(Cena 1. Sala de um prédio luxuoso. Em volta de uma mesa de reuniões, diversas pessoas conversam animadas. São sócios, parceiros).

- E então, tudo certo? – diz o chefe.

- Sim, a fase 1 foi concluída esta semana! – responde o subchefe.
Todos aplaudem, felizes, alguns dão tapas na mesa, assoviam. O cara assentado à cabeceira gesticula, pede silêncio.

- Agora, todos os habitantes do planeta têm um celular. Passam o dia inteiro cutucando a tela com o dedo, lendo mensagens, mandando memes. Crianças não brincam mais, adultos não conversam, namorados só trocam emoticons.

- Muito bem! – novos aplausos e assovios.

- Conforme nosso projeto inicial, ninguém mais acha graça na natureza, num bicho, numa árvore, numa paisagem. Só admiram e comentam quando o troço aparece em alta definição na telinha, não é mesmo? O real não importa: só o virtual encanta...

- Na festa, no show, ninguém mais aproveita o momento, a música, a companhia. Pega o celular e filma para botar no Instagram. Não visitam os parentes, não almoçam juntos! A meninada, então, completamente dominada! Em vez de jogar com os colegas, passam horas hipnotizadas nos games de futebol! Nem conseguem mais chutar uma bola!

- Hip-hurra! Viva! Boa!
(Cena 2. Mesma sala de reunião, as mesmas pessoas. O diretor exibe uma tela com diagramas e gráficos).

- Bem, pessoal, a próxima fase é decisiva. Como planejado, é hora de ativar o vírus...

Todos esfregam as mãos, excitados. O mais distraído pergunta:
- Vírus digital, né, chefe?

Ouvem-se vaias, apupos. O diretor pede calma:
- Não, não. Nosso setor do oriente já cuidou da mutação do bicho. Em breve, entramos na fase 3, aguardem!

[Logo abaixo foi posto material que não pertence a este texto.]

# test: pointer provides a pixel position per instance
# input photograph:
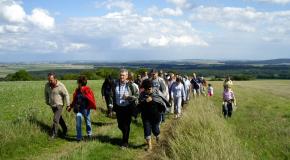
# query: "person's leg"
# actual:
(147, 133)
(225, 109)
(127, 123)
(175, 106)
(123, 122)
(179, 103)
(188, 95)
(88, 122)
(172, 105)
(155, 128)
(79, 126)
(109, 103)
(230, 109)
(147, 129)
(57, 114)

(Cena 3. Mesmos atores e figurantes. Mesma sala, porém enfeitada com balões, faixas, serpentinas. Sobre a mesa, garrafas de champanhe, taças. Clima de euforia, abraços, sorrisos e apertos de mãos. O diretor, sorridente, bate num copo e pede a palavra):

- Pessoal! As fases finais foram concluídas, sucesso absoluto! A humanidade está sob nossos pés. Com a inserção do vírus, agora tudo só pode ser feito exclusivamente via internet, nos celulares e tablets! Trabalho? Home-office! Compras? Só on-line! Cinema? Só streaming! Bater papo com amigos? Vai pro chat! Pagamento de contas? Só pelo site do banco! Reuniões? Entre pelo aplicativo! Ninguém mais sai de casa!

Um dos sócios fez cara de inocente, só de provocação:
- E sexo?
- Ora! Este foi fácil! Os sites pornôs são um sucesso!
Risos, novos abraços, brindes e gritaria.
- Parabéns a todos! Já temos o controle. Com a humanidade dominada, vamos ao golpe de mestre: preço da internet reajustado a cada semana, sem choro! Ficaremos bilionários!

(Cena 4, final. Sala do diretor. Vê-se o próprio contando montanhas de dinheiro sobre a mesa de mármore negro. Súbito, um auxiliar entra esbaforido).

- Chefe! Temos um problema sério! A câmera de segurança AC-456 acabou de gravar! Um homem largou celular, tablet, computador, sala de chat, tudo. Saiu pra rua de mãos dadas com uma mulher. Descalços, deitaram num gramado, olhando pro céu, sorrindo... Sei lá, pareciam livres e felizes! Até... se beijaram, acredita?

O chefe não tirou os olhos da pilha de dinheiro. Apenas balbuciou, raivoso:
- Acione imediatamente a patrulha de extermínio!